In 2003, she participated in the New York International Ballet Competition, where she was awarded the silver medal and the Igor Youskevitch Award, the latter of which secured her a one-year contract with the American Ballet Theatre.

Soon afterward, she made a trip to France to participate in an audition for the Paris Opera Ballet. There were 2 full-time contracts at stake, and she placed 5th. However, she later got a call for a temporary contract of three months, when she was already preparing to take the position at the ABT. She accepted the POB's offer.

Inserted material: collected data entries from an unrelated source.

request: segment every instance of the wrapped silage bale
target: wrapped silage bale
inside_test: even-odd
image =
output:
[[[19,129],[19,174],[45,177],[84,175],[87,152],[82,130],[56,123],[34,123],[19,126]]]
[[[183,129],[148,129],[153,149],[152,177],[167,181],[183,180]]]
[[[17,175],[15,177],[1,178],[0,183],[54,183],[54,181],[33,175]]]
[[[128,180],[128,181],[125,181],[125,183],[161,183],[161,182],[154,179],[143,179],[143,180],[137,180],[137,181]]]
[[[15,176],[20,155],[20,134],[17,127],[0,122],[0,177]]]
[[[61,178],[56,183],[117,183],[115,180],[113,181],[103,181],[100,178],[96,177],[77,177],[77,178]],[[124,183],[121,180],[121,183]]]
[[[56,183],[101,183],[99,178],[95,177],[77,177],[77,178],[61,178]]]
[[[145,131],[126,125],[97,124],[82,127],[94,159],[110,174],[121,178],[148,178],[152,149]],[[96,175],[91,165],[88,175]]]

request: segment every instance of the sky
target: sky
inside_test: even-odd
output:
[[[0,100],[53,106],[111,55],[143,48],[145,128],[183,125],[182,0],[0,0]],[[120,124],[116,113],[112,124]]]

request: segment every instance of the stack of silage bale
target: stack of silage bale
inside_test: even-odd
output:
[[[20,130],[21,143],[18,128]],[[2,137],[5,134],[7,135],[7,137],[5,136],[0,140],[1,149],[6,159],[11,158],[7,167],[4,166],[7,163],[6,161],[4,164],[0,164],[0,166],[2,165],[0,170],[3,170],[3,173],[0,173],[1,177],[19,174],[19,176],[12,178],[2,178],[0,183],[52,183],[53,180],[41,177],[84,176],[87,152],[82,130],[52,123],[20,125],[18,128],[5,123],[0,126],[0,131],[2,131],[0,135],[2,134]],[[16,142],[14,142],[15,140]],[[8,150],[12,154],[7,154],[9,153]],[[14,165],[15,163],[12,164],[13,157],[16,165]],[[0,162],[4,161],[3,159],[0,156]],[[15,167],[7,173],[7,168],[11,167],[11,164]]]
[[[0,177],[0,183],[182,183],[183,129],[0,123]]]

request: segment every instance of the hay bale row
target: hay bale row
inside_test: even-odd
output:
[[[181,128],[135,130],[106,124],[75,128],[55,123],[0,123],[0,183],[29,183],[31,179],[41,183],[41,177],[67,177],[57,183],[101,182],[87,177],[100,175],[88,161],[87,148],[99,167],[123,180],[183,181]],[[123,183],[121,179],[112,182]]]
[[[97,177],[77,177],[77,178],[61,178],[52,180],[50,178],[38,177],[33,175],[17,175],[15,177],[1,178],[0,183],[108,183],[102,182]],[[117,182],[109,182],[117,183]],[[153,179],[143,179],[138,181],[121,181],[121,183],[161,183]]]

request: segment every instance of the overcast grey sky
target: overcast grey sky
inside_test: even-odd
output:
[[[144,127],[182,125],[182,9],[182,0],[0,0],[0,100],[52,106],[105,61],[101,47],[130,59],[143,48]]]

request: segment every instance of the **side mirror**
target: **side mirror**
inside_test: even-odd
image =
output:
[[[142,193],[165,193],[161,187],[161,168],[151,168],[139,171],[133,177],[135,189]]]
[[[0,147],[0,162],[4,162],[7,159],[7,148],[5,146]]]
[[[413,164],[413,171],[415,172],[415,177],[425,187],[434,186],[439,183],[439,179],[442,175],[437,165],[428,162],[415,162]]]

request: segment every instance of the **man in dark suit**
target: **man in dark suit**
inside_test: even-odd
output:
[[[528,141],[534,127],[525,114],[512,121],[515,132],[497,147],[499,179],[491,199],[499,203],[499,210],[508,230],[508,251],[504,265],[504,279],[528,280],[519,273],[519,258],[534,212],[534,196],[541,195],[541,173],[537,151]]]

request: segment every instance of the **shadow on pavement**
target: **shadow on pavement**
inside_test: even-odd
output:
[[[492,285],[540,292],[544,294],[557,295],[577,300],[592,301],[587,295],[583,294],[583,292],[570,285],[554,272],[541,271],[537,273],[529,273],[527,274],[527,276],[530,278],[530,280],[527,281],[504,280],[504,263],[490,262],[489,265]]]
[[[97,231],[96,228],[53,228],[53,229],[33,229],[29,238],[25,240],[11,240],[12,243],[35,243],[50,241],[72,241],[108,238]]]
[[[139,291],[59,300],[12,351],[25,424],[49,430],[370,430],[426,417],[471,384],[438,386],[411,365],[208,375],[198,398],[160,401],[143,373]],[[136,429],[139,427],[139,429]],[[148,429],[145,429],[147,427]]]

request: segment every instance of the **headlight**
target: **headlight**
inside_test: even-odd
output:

===Since joining the POB===
When her initial contract, which was for Ivan The Terrible, ended, her contract was extended to the end of the season. In 2004, she participated in the international auditions a second time, again not winning a full-time position, but she was offered a contract as surnuméraire, which is a dancer who fills in when someone from the corps becomes unavailable. She had trouble feeling at home, as the vast majority of POB employees join through the Paris Opera Ballet School.

In 2005, she participated in the auditions again, this time earning a full-time contract. After that, with the help of Aurélie Dupont (training with dancers of higher ranks is a common practice at POB), she moved up the ranks through competing in the concours de promotion, eventually reaching the second-to highest rank, première danseuse, at the age of 26. Also in 2009, she received the Konex Award in the category "classical music".

In March 2012, there was a planned performance and cinema relay of Rudolf Nureyev's La Bayadère, but both Dorothée Gilbert, who had been cast for Gamzatti, and the understudy were injured. Pagliero, who had not performed the role in two years was asked to step in, and only had a quick rehearsal with Josua Hoffalt (Solor) and Dupont (Nikiya). At the end of the performance, the artistic director of the ballet announced Pagliero had been promoted to étoile, the highest rank of the company, for "the talent and artistic courage she had shown." This made her the first-ever South American étoile.

Pagliero retired from the Paris Opera Ballet following a performance of Mats Ek's Apartment on 17 April 2025.

She has been part of international cooperations, such as with the Bolshoi Theatre and the Mariinsky Theatre.